Untuk menebus kesalahannya diberi petunjuk untuk bertapa Ngalong, memperoleh aji Pancasona mampu hidup kembali bila belum rela gugur kecuali karena menebus kesalahan sendiri dan ditangan titisan Wisnu.
Dasamuka,
Dasa = sepuluh dan.
Muka = wajah,
10 kepala dengan wajah raksaksa memiliki sifat, tabiat dan kesaktian masing-masing.
Lambang sifat loba, dosa dan moha manusia yang hidup-mati, hidup kembali merambah dalam hati seseorang ke orang lain tanpa henti.
Melihat kera berbulu merah, Rahwana berniat mempermainkan, mengalahkannya, sangat terkejut ketika kesaktiannya tidak mampu mengalahkan Subali, dengan wajah lain Dasamuka mulai merunduk dan menyerah berbalik bersikap hormat. Subali berbelas kasihan dan mengangkatnya sebagai murid, Dasamuka makin buwas setelah memperoleh kesaktian Subali dan mewarisi aji Pancasona, menantang gurunya berniat menyingkirkannya dan menjadi manusia tak terkalahkan, tidak dapat dimatikan (keangkara-murkaan tidak pernah mati).
Kejahatan berakhir dibawa mati seseorang, muncul kembali kejahatan yang sama bahkan lebih besar oleh mereka yang terlahir kemudian.
Sebagai contoh korupsi yang semula orang per orang berkembang menjadi korupsi bersama-sama untuk memperkecil resiko hukuman (Dum-Dil, didum=bagi adil=sama-sama).
Anoman, kera putih putra Dewi Anjani yang menangis karena berwajah kera, Putriku, benda ajaib ini adalah Cupu Manik Astagina, yang merupakan air kehidupan yang berasal dari permata permata mendung.
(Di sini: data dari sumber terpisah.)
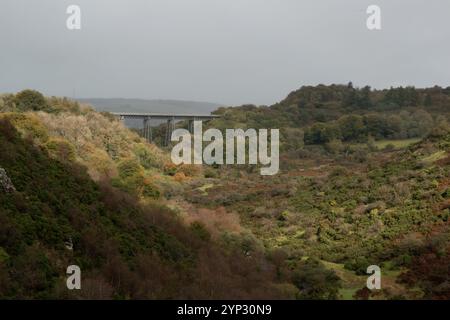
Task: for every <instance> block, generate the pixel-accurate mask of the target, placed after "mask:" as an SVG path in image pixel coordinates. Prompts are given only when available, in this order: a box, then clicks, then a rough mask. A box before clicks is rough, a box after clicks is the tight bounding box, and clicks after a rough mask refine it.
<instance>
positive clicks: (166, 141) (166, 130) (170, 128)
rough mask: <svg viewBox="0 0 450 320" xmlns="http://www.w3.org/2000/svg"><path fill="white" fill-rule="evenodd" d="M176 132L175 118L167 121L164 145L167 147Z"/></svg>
mask: <svg viewBox="0 0 450 320" xmlns="http://www.w3.org/2000/svg"><path fill="white" fill-rule="evenodd" d="M174 130H175V118H174V117H172V118H171V119H167V128H166V139H165V142H164V145H165V146H166V147H167V146H168V145H169V144H170V142H171V140H172V132H173V131H174Z"/></svg>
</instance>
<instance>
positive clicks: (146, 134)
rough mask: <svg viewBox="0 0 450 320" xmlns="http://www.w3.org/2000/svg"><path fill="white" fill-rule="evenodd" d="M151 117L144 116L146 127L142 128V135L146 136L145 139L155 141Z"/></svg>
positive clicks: (143, 120)
mask: <svg viewBox="0 0 450 320" xmlns="http://www.w3.org/2000/svg"><path fill="white" fill-rule="evenodd" d="M150 120H151V117H144V120H143V122H144V127H143V129H142V135H143V136H144V138H145V140H147V141H148V142H150V143H151V142H153V134H152V126H151V124H150Z"/></svg>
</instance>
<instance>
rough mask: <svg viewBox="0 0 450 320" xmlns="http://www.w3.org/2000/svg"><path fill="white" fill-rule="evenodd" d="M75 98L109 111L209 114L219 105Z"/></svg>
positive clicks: (130, 99) (85, 102) (95, 106)
mask: <svg viewBox="0 0 450 320" xmlns="http://www.w3.org/2000/svg"><path fill="white" fill-rule="evenodd" d="M76 100H78V101H80V102H82V103H87V104H90V105H92V106H93V107H94V108H95V109H97V110H98V111H109V112H118V111H121V112H156V113H165V112H173V113H200V114H203V113H205V114H209V113H211V112H212V111H214V110H216V109H217V108H219V107H220V106H221V105H220V104H218V103H211V102H198V101H182V100H144V99H122V98H117V99H116V98H113V99H104V98H83V99H81V98H80V99H76Z"/></svg>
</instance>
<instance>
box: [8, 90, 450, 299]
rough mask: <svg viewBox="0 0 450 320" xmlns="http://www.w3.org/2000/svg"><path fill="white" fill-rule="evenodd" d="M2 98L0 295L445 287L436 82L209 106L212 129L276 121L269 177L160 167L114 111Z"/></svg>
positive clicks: (140, 297)
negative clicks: (65, 276) (277, 152)
mask: <svg viewBox="0 0 450 320" xmlns="http://www.w3.org/2000/svg"><path fill="white" fill-rule="evenodd" d="M0 112H1V113H0V121H1V123H0V150H1V151H0V167H1V168H4V169H5V170H6V172H7V174H8V176H9V178H10V179H11V182H12V183H13V184H14V186H15V189H16V191H13V192H6V191H2V190H1V188H0V297H3V298H17V297H21V298H117V299H134V298H168V299H170V298H234V299H239V298H290V299H369V298H370V299H413V298H421V299H448V298H450V272H449V270H448V263H449V257H450V255H449V254H450V230H449V226H448V219H449V215H450V176H449V169H450V167H449V165H450V156H449V151H450V133H449V132H450V126H449V124H448V117H449V114H450V88H440V87H433V88H428V89H416V88H413V87H406V88H401V87H400V88H391V89H386V90H371V89H370V87H364V88H355V87H354V86H353V85H352V84H351V83H349V84H347V85H330V86H325V85H319V86H316V87H302V88H300V89H299V90H297V91H294V92H292V93H291V94H289V95H288V96H287V98H286V99H284V100H283V101H281V102H280V103H277V104H275V105H273V106H259V107H257V106H252V105H246V106H241V107H233V108H231V107H229V108H220V109H218V110H217V111H216V113H217V114H220V115H221V116H222V117H221V118H220V119H217V120H213V121H211V122H210V123H209V124H208V125H209V126H210V127H215V128H220V129H225V128H279V129H280V132H281V138H282V141H281V142H282V145H281V148H282V153H281V159H280V164H281V169H282V170H281V172H280V173H279V174H278V175H277V176H274V177H262V176H260V175H259V170H256V169H255V167H252V166H246V165H241V166H210V167H208V166H204V167H198V166H187V165H182V166H174V165H172V164H171V162H170V158H169V153H168V150H164V149H161V148H158V147H156V146H155V145H151V144H148V143H147V142H145V141H144V140H143V139H142V138H140V137H139V135H138V134H136V133H134V132H132V131H130V130H128V129H127V128H125V127H124V126H123V125H122V124H121V123H120V122H119V121H117V120H116V119H115V118H114V117H112V116H111V115H109V114H107V113H98V112H95V111H94V110H92V109H91V108H90V107H88V106H85V105H81V104H79V103H77V102H74V101H70V100H68V99H62V98H56V97H49V98H46V97H44V96H42V95H41V94H40V93H38V92H35V91H31V90H25V91H22V92H19V93H17V94H6V95H3V96H0ZM179 125H180V126H182V125H184V124H179ZM156 132H157V133H158V132H159V133H160V134H164V128H160V129H159V131H156ZM68 242H70V243H72V244H73V249H71V250H69V249H68V248H67V243H68ZM69 264H78V265H79V266H80V267H81V268H82V270H83V279H84V280H83V281H84V282H83V283H84V287H83V289H82V290H81V291H77V292H69V291H68V290H67V289H66V288H65V276H66V275H65V268H66V267H67V265H69ZM371 264H376V265H379V266H380V267H381V268H382V273H383V289H382V290H380V291H372V292H370V291H368V290H367V289H364V287H365V283H366V278H367V275H366V274H365V271H366V268H367V267H368V266H369V265H371Z"/></svg>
Dalam air kehidupan itulah berada jagad raya sebelum dirusak oleh dosa manusia, di dalam air kehidupan itu jiwa-jiwa ilahi hidup dalam keseimbangan serupa keindahan aneka warna.
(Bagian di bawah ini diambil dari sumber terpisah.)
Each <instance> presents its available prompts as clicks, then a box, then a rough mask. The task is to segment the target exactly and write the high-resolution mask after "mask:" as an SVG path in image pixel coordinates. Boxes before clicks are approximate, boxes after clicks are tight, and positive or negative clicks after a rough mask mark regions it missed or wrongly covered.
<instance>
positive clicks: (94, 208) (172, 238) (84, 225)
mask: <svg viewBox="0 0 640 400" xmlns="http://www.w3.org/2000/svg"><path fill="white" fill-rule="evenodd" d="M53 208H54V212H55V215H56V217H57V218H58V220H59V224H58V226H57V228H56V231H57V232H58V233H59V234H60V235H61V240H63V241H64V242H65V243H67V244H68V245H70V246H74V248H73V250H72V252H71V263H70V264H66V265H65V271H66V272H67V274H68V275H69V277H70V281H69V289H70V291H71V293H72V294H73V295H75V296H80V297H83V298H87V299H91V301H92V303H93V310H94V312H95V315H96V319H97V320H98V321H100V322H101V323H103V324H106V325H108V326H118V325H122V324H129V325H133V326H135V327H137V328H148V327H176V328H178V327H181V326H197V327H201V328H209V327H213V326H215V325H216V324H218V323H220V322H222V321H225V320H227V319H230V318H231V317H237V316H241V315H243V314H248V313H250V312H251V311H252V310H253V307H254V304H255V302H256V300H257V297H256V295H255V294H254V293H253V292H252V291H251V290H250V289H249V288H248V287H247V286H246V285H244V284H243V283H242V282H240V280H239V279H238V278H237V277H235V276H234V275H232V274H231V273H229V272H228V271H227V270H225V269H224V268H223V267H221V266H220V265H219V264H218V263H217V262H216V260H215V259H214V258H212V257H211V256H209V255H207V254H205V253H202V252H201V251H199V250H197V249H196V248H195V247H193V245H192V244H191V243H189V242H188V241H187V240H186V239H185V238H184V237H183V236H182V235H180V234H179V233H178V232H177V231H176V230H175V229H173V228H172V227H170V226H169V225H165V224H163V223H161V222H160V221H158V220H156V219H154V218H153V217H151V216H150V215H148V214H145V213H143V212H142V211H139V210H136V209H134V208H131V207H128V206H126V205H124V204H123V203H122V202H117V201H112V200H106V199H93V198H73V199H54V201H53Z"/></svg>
Itulah sebabnya kau tidak mendengar jeritan manusia atau kicauan burung atau gaung suara serigala yang merindukan sesuatu yang belum dimilikinya.
Romo …, tapi kenapa kami mesti menjadi kera, dimana keadilan di jagad raya ini ?
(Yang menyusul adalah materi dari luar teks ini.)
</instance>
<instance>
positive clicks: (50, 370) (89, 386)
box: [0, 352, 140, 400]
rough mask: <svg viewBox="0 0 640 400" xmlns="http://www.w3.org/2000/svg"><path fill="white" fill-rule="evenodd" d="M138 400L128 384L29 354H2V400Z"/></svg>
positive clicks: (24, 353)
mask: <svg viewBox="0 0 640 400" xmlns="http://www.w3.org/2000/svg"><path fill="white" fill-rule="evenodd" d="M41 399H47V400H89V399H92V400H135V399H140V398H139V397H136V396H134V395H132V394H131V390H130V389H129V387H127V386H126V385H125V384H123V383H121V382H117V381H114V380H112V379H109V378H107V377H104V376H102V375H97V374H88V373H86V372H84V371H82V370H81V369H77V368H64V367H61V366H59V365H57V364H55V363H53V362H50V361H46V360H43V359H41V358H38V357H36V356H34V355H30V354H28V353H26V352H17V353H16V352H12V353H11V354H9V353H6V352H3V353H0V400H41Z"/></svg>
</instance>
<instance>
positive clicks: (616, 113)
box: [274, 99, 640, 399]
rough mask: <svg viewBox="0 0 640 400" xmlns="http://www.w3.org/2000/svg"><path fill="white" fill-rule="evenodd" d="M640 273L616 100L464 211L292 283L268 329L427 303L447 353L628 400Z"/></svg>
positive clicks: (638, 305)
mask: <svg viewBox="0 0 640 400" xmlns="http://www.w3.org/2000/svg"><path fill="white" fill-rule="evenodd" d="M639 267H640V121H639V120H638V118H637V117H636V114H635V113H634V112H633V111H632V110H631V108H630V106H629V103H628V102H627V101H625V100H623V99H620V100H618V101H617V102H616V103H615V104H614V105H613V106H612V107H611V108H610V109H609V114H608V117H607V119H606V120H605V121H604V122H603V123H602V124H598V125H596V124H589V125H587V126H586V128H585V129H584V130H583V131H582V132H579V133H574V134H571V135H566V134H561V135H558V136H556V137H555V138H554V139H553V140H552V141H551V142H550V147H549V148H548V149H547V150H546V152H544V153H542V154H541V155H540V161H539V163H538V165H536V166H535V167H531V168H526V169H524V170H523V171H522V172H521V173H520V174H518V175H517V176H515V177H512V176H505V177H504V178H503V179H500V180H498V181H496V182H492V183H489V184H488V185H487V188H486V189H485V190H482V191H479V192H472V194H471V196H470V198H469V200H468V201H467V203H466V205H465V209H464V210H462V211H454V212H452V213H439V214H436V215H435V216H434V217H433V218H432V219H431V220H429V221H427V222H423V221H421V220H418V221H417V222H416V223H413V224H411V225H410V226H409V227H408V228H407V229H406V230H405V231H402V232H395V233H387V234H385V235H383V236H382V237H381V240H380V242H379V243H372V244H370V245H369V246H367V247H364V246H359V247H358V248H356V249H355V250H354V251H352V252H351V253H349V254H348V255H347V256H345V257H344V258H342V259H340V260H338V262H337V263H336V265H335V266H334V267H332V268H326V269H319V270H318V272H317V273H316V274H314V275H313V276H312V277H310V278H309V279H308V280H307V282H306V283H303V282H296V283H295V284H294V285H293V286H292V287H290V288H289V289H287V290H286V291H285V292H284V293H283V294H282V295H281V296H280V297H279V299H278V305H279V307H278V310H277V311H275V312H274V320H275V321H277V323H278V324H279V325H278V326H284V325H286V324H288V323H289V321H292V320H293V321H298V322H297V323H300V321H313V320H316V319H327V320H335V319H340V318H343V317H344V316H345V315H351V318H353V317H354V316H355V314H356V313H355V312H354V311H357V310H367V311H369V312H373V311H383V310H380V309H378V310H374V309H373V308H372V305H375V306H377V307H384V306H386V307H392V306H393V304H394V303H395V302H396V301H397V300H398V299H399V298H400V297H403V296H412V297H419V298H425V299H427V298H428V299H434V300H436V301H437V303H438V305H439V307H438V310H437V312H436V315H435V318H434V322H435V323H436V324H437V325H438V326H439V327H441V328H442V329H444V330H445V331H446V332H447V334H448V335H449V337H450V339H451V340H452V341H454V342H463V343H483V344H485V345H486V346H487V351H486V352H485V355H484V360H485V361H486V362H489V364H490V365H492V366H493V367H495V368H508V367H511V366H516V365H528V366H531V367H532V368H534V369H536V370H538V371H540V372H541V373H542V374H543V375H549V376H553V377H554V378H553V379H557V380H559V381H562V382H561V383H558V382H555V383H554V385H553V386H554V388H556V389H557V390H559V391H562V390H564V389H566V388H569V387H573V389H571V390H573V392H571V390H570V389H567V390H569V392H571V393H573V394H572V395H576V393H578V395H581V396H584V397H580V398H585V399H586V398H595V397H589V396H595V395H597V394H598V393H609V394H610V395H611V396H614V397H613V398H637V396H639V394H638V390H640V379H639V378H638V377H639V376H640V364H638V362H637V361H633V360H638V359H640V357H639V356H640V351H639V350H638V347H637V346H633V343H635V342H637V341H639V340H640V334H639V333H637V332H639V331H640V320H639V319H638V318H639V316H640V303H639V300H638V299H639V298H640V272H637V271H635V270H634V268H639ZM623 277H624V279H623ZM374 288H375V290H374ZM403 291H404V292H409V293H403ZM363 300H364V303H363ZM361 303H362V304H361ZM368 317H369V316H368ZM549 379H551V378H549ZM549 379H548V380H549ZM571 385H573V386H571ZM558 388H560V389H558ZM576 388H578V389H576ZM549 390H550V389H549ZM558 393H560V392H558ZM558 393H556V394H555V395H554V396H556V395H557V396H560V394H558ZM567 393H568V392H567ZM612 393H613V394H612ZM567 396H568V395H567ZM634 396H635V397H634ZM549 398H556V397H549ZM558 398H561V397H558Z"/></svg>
Anakku, kera adalah titah yang merindukan kesempurnaan manusia.
Ia paling dekat pada bentuk seorang manusia.
Untuk itulah, ia selalu berprihatin, supaya lekas diangkat kesempurnaanya.
Janganlah kau anggap itu semuanya sebagai ketidak-adilan, tetapi rasakanlah sebagai kerinduan akan kesempurnaan.
Catatan :
(Anak bajangnya mas Sindhu = Romo Sindhunata SJ). Dr. Gabriel Possenti Sindhunata, S.J., atau lebih dikenal dengan nama pena Sindhunata dan juga dikenal dengan panggilan populernya Rama Sindhu adalah seorang imam Katolik, anggota Yesuit, redaktur majalah kebudayaan BASIS. Sejak masa kecilnya hingga tamat SMA ia hidup di kampungnya di kaki Gunung Panderman.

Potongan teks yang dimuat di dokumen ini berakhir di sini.